The advantages of qPCR/HRM-based approach vs methods based on regular PCR, electrophoresis and sequencing were briefly included in the original version of the manuscript (discussion, lines 292-294, 297-300). Due to referee observation, we extended and better pointed out this part (lines 296-300; 305-307).
Finally, it is true that regular PCR and gel electrophoresis are available in every molecular biology lab but qPCR machines are becoming more and more common (over 700 publications in Pubmed having Leishmania and qPCR or real-time PCR as main topic). Even taking into consideration the cost, a qPCR machine is less expensive than small Sanger sequencing instrument (which costs over 50,000 $). Furthermore, PCR-RFLP often requires low-melt (high resolution) agarose which is usually very expensive. Therefore, despite the real-time PCR technology is not used yet for routine clinical application in low-income countries, it holds big potential for the near future.
Reviewer 2 Report
This manuscript presents new data on a potential diagnostic tool that will allow differentiation between three sympatric species of Leishmania, which constitutes one of the most important disease complexes in many countries. The results will be very interesting to a wide range of scientists and diagnosticians. The manuscript is very well written and organized. The methods are sound and well explained. The Materials and Methods are sound and are sufficient to allow falsification or corroboration. The conclusions are consistent with the results.

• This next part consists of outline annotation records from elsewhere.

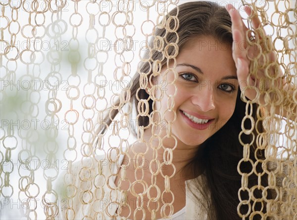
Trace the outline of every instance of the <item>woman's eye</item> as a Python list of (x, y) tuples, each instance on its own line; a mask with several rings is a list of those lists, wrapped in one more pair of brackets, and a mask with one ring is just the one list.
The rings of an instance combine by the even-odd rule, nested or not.
[(234, 87), (229, 84), (221, 84), (220, 86), (221, 87), (221, 89), (228, 92), (231, 93), (235, 90)]
[(191, 73), (184, 73), (180, 75), (180, 76), (181, 76), (182, 79), (187, 81), (193, 81), (193, 80), (191, 80), (191, 79), (196, 79), (195, 77)]

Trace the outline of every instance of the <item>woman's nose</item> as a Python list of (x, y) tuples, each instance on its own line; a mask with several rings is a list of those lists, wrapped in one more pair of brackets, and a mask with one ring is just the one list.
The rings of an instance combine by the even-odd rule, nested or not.
[(214, 109), (213, 91), (209, 88), (201, 88), (192, 97), (192, 103), (199, 106), (201, 111), (206, 112)]

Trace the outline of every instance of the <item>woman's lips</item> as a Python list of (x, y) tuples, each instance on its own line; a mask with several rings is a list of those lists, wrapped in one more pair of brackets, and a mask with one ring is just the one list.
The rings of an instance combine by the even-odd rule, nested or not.
[(189, 119), (187, 116), (186, 116), (182, 110), (180, 110), (180, 112), (182, 114), (183, 118), (190, 126), (193, 128), (194, 129), (197, 129), (198, 130), (204, 130), (208, 128), (209, 125), (212, 122), (213, 119), (210, 119), (205, 124), (197, 124), (195, 123), (194, 122), (192, 122), (192, 121)]

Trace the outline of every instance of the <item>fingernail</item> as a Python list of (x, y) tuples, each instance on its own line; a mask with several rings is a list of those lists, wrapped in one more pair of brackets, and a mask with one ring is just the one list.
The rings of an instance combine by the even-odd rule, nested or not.
[(243, 67), (243, 62), (240, 58), (237, 58), (237, 65), (238, 68)]

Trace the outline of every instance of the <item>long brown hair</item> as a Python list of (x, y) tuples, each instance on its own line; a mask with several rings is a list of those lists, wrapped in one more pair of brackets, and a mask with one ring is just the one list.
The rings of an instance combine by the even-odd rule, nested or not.
[[(181, 4), (178, 13), (177, 9), (173, 9), (169, 12), (171, 15), (177, 14), (179, 20), (179, 28), (177, 33), (179, 37), (178, 43), (179, 49), (180, 52), (185, 44), (199, 36), (210, 36), (222, 43), (232, 44), (233, 38), (231, 29), (231, 18), (227, 10), (223, 7), (219, 6), (213, 2), (208, 1), (191, 1)], [(167, 17), (168, 18), (168, 15)], [(170, 24), (173, 27), (174, 24)], [(166, 40), (168, 43), (175, 42), (177, 36), (174, 33), (167, 33), (165, 28), (156, 28), (155, 36), (164, 37), (166, 34)], [(149, 44), (153, 47), (153, 39)], [(172, 47), (169, 47), (168, 53), (173, 53)], [(148, 53), (145, 55), (145, 57), (149, 57)], [(154, 50), (152, 54), (151, 60), (159, 60), (161, 62), (161, 66), (166, 64), (166, 59), (162, 58), (161, 52)], [(146, 62), (141, 64), (139, 70), (141, 72), (148, 73), (148, 78), (152, 74), (151, 69), (152, 62)], [(137, 112), (138, 101), (136, 98), (136, 92), (140, 88), (140, 74), (137, 73), (133, 79), (131, 88), (131, 99), (134, 104), (133, 107)], [(242, 131), (241, 123), (243, 118), (245, 115), (246, 103), (241, 99), (241, 93), (239, 89), (235, 109), (233, 115), (226, 124), (218, 130), (212, 136), (208, 138), (199, 146), (199, 150), (194, 159), (189, 162), (185, 169), (191, 168), (195, 174), (199, 168), (203, 168), (204, 171), (203, 178), (207, 182), (209, 191), (210, 192), (211, 200), (208, 200), (208, 203), (211, 201), (211, 210), (209, 210), (210, 219), (240, 219), (237, 214), (237, 206), (239, 203), (238, 192), (241, 187), (242, 176), (237, 172), (237, 166), (239, 161), (243, 158), (243, 146), (239, 141), (239, 134)], [(139, 99), (148, 99), (149, 95), (145, 89), (139, 90), (138, 96)], [(149, 103), (149, 114), (152, 111), (152, 100), (150, 99)], [(118, 106), (119, 102), (118, 102)], [(121, 107), (122, 106), (120, 106)], [(253, 110), (258, 108), (256, 104), (253, 104)], [(257, 122), (256, 111), (253, 111), (253, 117), (254, 121)], [(102, 128), (98, 133), (102, 134), (106, 131), (108, 127), (118, 113), (118, 110), (113, 110), (109, 112), (109, 115), (105, 118), (105, 126)], [(250, 123), (248, 122), (245, 125), (245, 128), (251, 128)], [(140, 116), (138, 119), (138, 125), (140, 127), (147, 128), (149, 125), (149, 117), (148, 116)], [(249, 125), (248, 124), (249, 123)], [(258, 132), (264, 131), (262, 123), (257, 123)], [(102, 127), (101, 127), (102, 128)], [(137, 132), (133, 130), (134, 134), (137, 136)], [(257, 133), (256, 130), (253, 132), (255, 136)], [(250, 143), (251, 135), (242, 136), (242, 140), (245, 143)], [(255, 161), (255, 157), (258, 159), (265, 159), (264, 151), (255, 151), (255, 141), (251, 146), (250, 158)], [(247, 172), (251, 168), (247, 165), (246, 167), (241, 167), (241, 171)], [(261, 168), (257, 168), (259, 172), (261, 172)], [(262, 185), (267, 185), (267, 176), (263, 176), (261, 181)], [(248, 187), (257, 185), (257, 176), (249, 176), (248, 179)], [(198, 185), (198, 184), (197, 184)], [(201, 185), (200, 183), (199, 185)], [(202, 189), (199, 189), (200, 190)], [(203, 193), (204, 189), (201, 190)], [(206, 191), (206, 190), (205, 190)], [(202, 193), (203, 194), (203, 193)], [(260, 192), (255, 192), (254, 196), (256, 198), (261, 198)], [(206, 194), (204, 197), (207, 200)], [(267, 198), (270, 197), (268, 195)], [(242, 198), (245, 198), (243, 195)], [(248, 197), (246, 199), (248, 199)], [(255, 204), (255, 210), (260, 210), (261, 206), (260, 204)], [(252, 205), (252, 204), (251, 204)], [(265, 212), (265, 204), (262, 211)], [(247, 213), (248, 206), (241, 209), (242, 213)], [(259, 215), (255, 216), (254, 219), (260, 217)]]

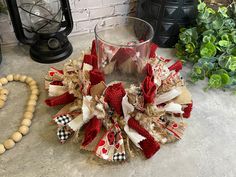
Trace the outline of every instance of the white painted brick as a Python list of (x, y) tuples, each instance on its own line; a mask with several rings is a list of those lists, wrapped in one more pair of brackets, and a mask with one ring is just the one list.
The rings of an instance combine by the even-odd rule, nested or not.
[(121, 4), (115, 6), (115, 15), (124, 15), (130, 12), (129, 4)]
[(90, 9), (90, 19), (112, 16), (113, 14), (114, 14), (114, 7)]
[(76, 8), (75, 8), (75, 1), (74, 0), (70, 0), (70, 9), (73, 12)]
[(102, 0), (103, 6), (110, 6), (116, 4), (124, 4), (129, 2), (129, 0)]
[(89, 21), (77, 22), (76, 31), (85, 31), (85, 30), (94, 29), (95, 25), (98, 22), (99, 22), (99, 20), (89, 20)]
[(102, 7), (102, 0), (74, 0), (75, 9)]
[[(137, 0), (70, 0), (74, 20), (71, 35), (93, 32), (100, 19), (118, 15), (135, 16), (136, 4)], [(8, 17), (7, 20), (4, 20), (5, 26), (0, 22), (3, 44), (17, 42), (9, 19)]]
[(89, 19), (90, 11), (89, 9), (79, 9), (76, 12), (72, 13), (74, 21), (82, 21)]

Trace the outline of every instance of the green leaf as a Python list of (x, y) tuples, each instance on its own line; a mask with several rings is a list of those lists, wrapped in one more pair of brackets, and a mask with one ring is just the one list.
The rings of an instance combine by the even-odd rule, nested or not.
[(221, 47), (229, 47), (230, 44), (231, 44), (231, 42), (226, 41), (226, 40), (221, 40), (221, 41), (219, 41), (218, 44), (219, 44), (219, 46), (221, 46)]
[(214, 44), (208, 42), (206, 44), (202, 44), (200, 49), (201, 57), (213, 57), (216, 55), (216, 47)]
[(212, 74), (208, 81), (209, 88), (220, 88), (222, 86), (221, 76), (219, 74)]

It is rare for me to suggest no revisions, but in this case I believe this excellent study and manuscript should be published with no further revision. Minor copy editing might be helpful, but even this is not necessary. Given the large and growing importance of leishmaniasis in terms of global health, I recommend that this paper be published as quickly as possible.
Author Response
Response to Reviewer 2 Comments
This manuscript presents new data on a potential diagnostic tool that will allow differentiation between three sympatric species of Leishmania, which constitutes one of the most important disease complexes in many countries. The results will be very interesting to a wide range of scientists and diagnosticians. The manuscript is very well written and organized. The methods are sound and well explained. The Materials and Methods are sound and are sufficient to allow falsification or corroboration. The conclusions are consistent with the results.

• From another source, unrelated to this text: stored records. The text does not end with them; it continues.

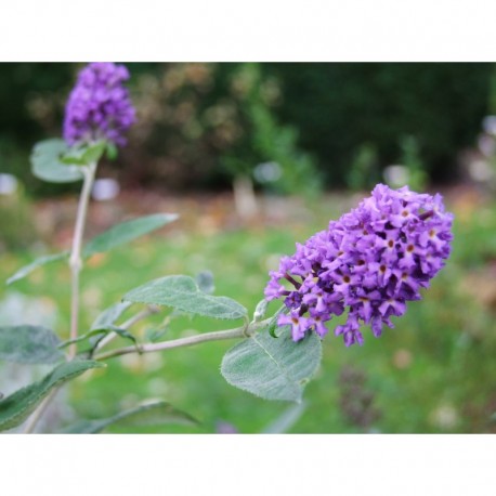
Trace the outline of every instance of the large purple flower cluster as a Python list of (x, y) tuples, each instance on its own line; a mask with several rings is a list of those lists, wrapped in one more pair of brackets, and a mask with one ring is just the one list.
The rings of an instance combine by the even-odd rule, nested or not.
[(419, 289), (444, 265), (452, 222), (441, 195), (378, 184), (270, 273), (265, 298), (285, 298), (288, 309), (278, 325), (290, 325), (295, 341), (311, 330), (324, 337), (325, 323), (348, 311), (335, 331), (347, 347), (363, 343), (361, 324), (370, 324), (379, 337), (382, 325), (393, 327), (390, 317), (403, 315), (406, 301), (419, 300)]
[(135, 121), (134, 107), (122, 82), (123, 65), (92, 63), (78, 76), (65, 108), (64, 139), (69, 145), (107, 140), (125, 145), (125, 131)]

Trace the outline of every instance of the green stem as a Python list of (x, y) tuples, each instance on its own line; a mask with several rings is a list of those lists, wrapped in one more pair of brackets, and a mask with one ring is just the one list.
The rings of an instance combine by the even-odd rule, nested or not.
[(96, 355), (95, 360), (107, 360), (114, 358), (115, 356), (127, 355), (129, 353), (153, 353), (156, 351), (170, 350), (172, 348), (184, 348), (192, 347), (194, 344), (199, 344), (207, 341), (223, 341), (225, 339), (236, 339), (236, 338), (249, 338), (258, 329), (266, 326), (270, 319), (262, 322), (252, 322), (250, 324), (245, 324), (244, 326), (236, 327), (234, 329), (227, 330), (216, 330), (213, 332), (205, 332), (196, 336), (188, 336), (187, 338), (172, 339), (170, 341), (142, 344), (138, 349), (136, 347), (126, 347), (119, 348), (117, 350), (110, 350), (106, 353), (101, 353)]
[[(81, 196), (79, 197), (78, 213), (76, 218), (76, 226), (73, 238), (73, 249), (70, 251), (69, 266), (71, 274), (71, 291), (70, 291), (70, 338), (77, 339), (78, 337), (78, 314), (79, 314), (79, 272), (82, 269), (81, 246), (82, 237), (84, 234), (84, 224), (88, 212), (88, 204), (90, 200), (90, 193), (93, 186), (94, 174), (96, 171), (96, 162), (89, 164), (82, 169), (84, 173), (84, 181), (82, 184)], [(70, 344), (69, 360), (76, 356), (77, 345)]]

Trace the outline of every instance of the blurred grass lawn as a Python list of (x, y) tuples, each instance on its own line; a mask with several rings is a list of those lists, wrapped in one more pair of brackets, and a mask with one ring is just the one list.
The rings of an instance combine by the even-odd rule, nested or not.
[[(456, 198), (455, 198), (456, 200)], [(343, 407), (340, 373), (351, 367), (365, 374), (366, 392), (377, 419), (366, 429), (376, 432), (492, 432), (496, 412), (496, 203), (452, 201), (455, 242), (452, 259), (423, 292), (410, 302), (395, 329), (375, 339), (366, 329), (365, 344), (347, 349), (332, 330), (324, 340), (324, 360), (305, 391), (306, 408), (290, 432), (363, 432)], [(278, 257), (292, 253), (295, 242), (304, 242), (325, 229), (330, 218), (343, 213), (332, 197), (312, 208), (311, 221), (277, 229), (259, 227), (213, 235), (197, 233), (148, 236), (132, 245), (94, 257), (81, 276), (82, 329), (104, 308), (119, 301), (129, 289), (168, 274), (195, 275), (210, 270), (216, 295), (230, 296), (250, 312), (262, 298), (269, 269)], [(2, 257), (5, 279), (29, 263), (30, 252)], [(58, 306), (57, 330), (68, 328), (69, 272), (61, 264), (39, 269), (8, 291), (44, 295)], [(139, 305), (138, 305), (139, 306)], [(274, 310), (276, 306), (271, 306)], [(131, 308), (125, 315), (133, 313)], [(142, 334), (159, 324), (154, 316), (135, 329)], [(234, 327), (200, 318), (173, 321), (170, 337)], [(332, 327), (330, 327), (332, 329)], [(116, 340), (117, 341), (117, 340)], [(127, 345), (127, 343), (125, 343)], [(145, 356), (114, 358), (107, 369), (88, 373), (71, 387), (71, 402), (83, 418), (110, 416), (151, 397), (162, 397), (198, 420), (199, 427), (133, 428), (129, 432), (214, 432), (227, 422), (239, 432), (260, 432), (288, 404), (266, 402), (227, 384), (219, 368), (223, 353), (235, 342), (213, 342)], [(350, 401), (350, 399), (348, 399)], [(363, 406), (365, 409), (367, 406)], [(114, 428), (114, 432), (127, 432)]]

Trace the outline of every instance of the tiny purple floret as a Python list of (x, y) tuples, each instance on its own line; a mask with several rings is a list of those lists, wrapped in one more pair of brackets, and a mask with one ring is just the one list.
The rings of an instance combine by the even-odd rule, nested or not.
[(126, 145), (125, 132), (135, 121), (135, 112), (123, 81), (123, 65), (94, 62), (78, 76), (65, 107), (64, 140), (78, 145), (106, 140)]
[(299, 341), (310, 331), (324, 337), (324, 323), (347, 312), (335, 329), (347, 347), (363, 343), (363, 324), (379, 337), (444, 266), (453, 219), (440, 194), (378, 184), (356, 209), (297, 244), (296, 253), (270, 273), (265, 298), (284, 298), (287, 308), (277, 324), (290, 325)]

It is rare for me to suggest no revisions, but in this case I believe this excellent study and manuscript should be published with no further revision. Minor copy editing might be helpful, but even this is not necessary. Given the large and growing importance of leishmaniasis in terms of global health, I recommend that this paper be published as quickly as possible.
REPLY: We thank the referee for the very positive comments.